Cerpen : Persembahan Terakhir Kali untuk Bunda

Hari ini hari Sabtu, hari yang paling kubenci, karna hari ini aku harus pergi ke sebuah gedung menyebalkan yang disebut sekolah musik. Mungkin bagi sebagian besar teman-temanku disana, tempat itu sungguh menyenangkan. Alat-alat musik akustik dimainkan dengan indah. Mereka bisa memilih sendiri alat musik apa yang ingin mereka pelajari.
Namun tidak bagiku. Aku benci musik, apa lagi musik klasik, yang terpaksa kudengarkan setiap Sabtu sore. Uh……….menjenuhkan!
“Eva…segeralah bersiap-siap, jam empat nanti kamu sekolah musik bukan?” Tegur Bunda dari balik pintu kamar yang sedikit terbuka.
“Iya Bunda….sebentar lagi aku berangkat!” Teriakku dari dalam kamar.

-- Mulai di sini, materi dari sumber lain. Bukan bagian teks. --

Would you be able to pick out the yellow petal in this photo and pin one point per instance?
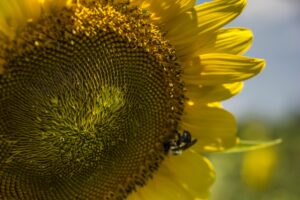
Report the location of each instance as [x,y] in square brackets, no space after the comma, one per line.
[215,128]
[185,29]
[187,176]
[213,93]
[215,14]
[214,69]
[164,10]
[15,13]
[230,40]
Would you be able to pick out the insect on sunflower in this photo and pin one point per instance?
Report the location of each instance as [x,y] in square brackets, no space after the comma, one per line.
[96,95]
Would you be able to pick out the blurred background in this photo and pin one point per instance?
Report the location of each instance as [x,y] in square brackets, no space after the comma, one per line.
[267,108]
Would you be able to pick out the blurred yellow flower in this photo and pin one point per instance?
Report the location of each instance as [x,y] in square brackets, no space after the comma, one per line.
[96,95]
[258,167]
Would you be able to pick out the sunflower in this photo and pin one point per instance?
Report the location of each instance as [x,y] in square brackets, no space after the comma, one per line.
[98,97]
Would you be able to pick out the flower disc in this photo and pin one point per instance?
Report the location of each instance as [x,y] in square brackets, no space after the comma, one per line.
[86,101]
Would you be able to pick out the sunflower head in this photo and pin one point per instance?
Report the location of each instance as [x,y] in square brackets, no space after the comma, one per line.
[92,91]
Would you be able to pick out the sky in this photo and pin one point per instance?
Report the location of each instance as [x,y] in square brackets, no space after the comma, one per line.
[276,91]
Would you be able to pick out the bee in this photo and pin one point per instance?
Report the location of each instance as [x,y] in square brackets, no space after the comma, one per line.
[178,144]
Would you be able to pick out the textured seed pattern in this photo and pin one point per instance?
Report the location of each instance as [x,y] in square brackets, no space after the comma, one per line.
[86,100]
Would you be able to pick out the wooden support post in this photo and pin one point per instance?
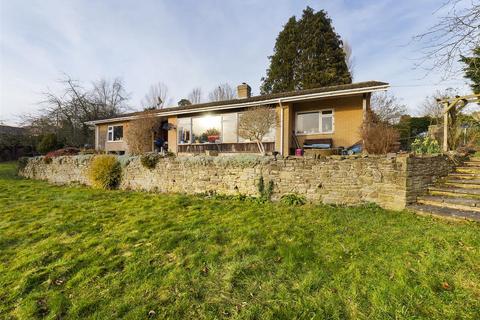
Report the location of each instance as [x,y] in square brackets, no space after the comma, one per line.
[445,127]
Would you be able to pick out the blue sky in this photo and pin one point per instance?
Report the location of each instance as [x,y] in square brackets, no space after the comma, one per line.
[187,44]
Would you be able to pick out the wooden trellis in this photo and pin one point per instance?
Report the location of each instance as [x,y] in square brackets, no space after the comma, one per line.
[451,106]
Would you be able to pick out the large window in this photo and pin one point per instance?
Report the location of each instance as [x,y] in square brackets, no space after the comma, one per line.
[115,133]
[314,122]
[212,129]
[184,130]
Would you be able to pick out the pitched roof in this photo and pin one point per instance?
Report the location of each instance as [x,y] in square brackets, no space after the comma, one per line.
[344,89]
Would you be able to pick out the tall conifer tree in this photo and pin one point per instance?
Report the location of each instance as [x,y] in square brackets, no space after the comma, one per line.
[308,53]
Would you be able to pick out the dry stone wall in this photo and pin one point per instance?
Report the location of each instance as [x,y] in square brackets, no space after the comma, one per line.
[391,182]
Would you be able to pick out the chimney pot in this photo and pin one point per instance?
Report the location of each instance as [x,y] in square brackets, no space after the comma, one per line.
[244,91]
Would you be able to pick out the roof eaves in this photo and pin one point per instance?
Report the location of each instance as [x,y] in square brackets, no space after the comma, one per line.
[380,86]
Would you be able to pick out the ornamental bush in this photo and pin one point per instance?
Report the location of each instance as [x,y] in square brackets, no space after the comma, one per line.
[426,146]
[104,172]
[149,160]
[48,143]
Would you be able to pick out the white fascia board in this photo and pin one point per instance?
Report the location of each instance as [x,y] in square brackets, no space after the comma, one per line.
[304,97]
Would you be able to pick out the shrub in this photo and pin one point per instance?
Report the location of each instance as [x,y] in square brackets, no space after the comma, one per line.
[379,137]
[104,172]
[69,151]
[265,192]
[293,199]
[22,163]
[149,160]
[48,143]
[425,146]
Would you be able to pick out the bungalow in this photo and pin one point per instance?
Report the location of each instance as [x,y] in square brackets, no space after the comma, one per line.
[334,114]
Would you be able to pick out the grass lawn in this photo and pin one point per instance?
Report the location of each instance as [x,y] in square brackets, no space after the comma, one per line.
[74,252]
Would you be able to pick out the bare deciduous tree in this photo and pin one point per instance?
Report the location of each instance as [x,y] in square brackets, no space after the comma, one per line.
[157,97]
[255,123]
[65,113]
[222,92]
[349,59]
[140,132]
[456,33]
[387,107]
[431,108]
[195,96]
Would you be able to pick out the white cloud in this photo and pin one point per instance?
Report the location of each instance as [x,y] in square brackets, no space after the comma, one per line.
[186,44]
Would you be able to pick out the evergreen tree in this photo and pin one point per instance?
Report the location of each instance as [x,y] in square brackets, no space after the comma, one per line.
[472,69]
[308,53]
[280,75]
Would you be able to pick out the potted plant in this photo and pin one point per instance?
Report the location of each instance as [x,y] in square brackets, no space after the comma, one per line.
[212,135]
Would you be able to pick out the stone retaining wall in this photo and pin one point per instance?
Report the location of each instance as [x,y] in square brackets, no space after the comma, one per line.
[391,182]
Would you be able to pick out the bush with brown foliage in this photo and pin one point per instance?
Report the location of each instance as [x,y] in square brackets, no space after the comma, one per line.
[104,172]
[69,151]
[379,137]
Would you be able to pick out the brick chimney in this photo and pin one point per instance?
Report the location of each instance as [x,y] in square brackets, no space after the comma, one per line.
[244,91]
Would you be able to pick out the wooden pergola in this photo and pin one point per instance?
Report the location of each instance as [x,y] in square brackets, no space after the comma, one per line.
[450,108]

Yap, aku terpaksa menuruti kehendak Bunda agar aku belajar bermain biola di gedung menjengkelkan itu. Aku tau Bunda akan sangat kecewa padaku bila aku menolaknya. Aku masih cukup punya hati untuk itu. Bunda begitu teropsesi pada biola. Aku tak heran mengapa. Dulu bunda sangat menyukai biola. Bahkan, beliau sering pergi ke luar Negeri untuk mengikuti konser ataupun lomba memainkan biola. Namun impian Bunda pupus seketika karena harus kehilangan sebelah tangannya karena sebuah kecelakaan. Jadi Bunda melampiaskan semua impiannya padaku..
“Eva…….cepatlah nak, jangan sampai kau terlambat. Ini, biolamu sudah Bunda siapkan”
Aku tersadar dari lamunanku. Jarum jam menunjukkan pukul 15.50. Akupun berpamitan pada Bunda, dan melesat bersama sepeda kesayanganku.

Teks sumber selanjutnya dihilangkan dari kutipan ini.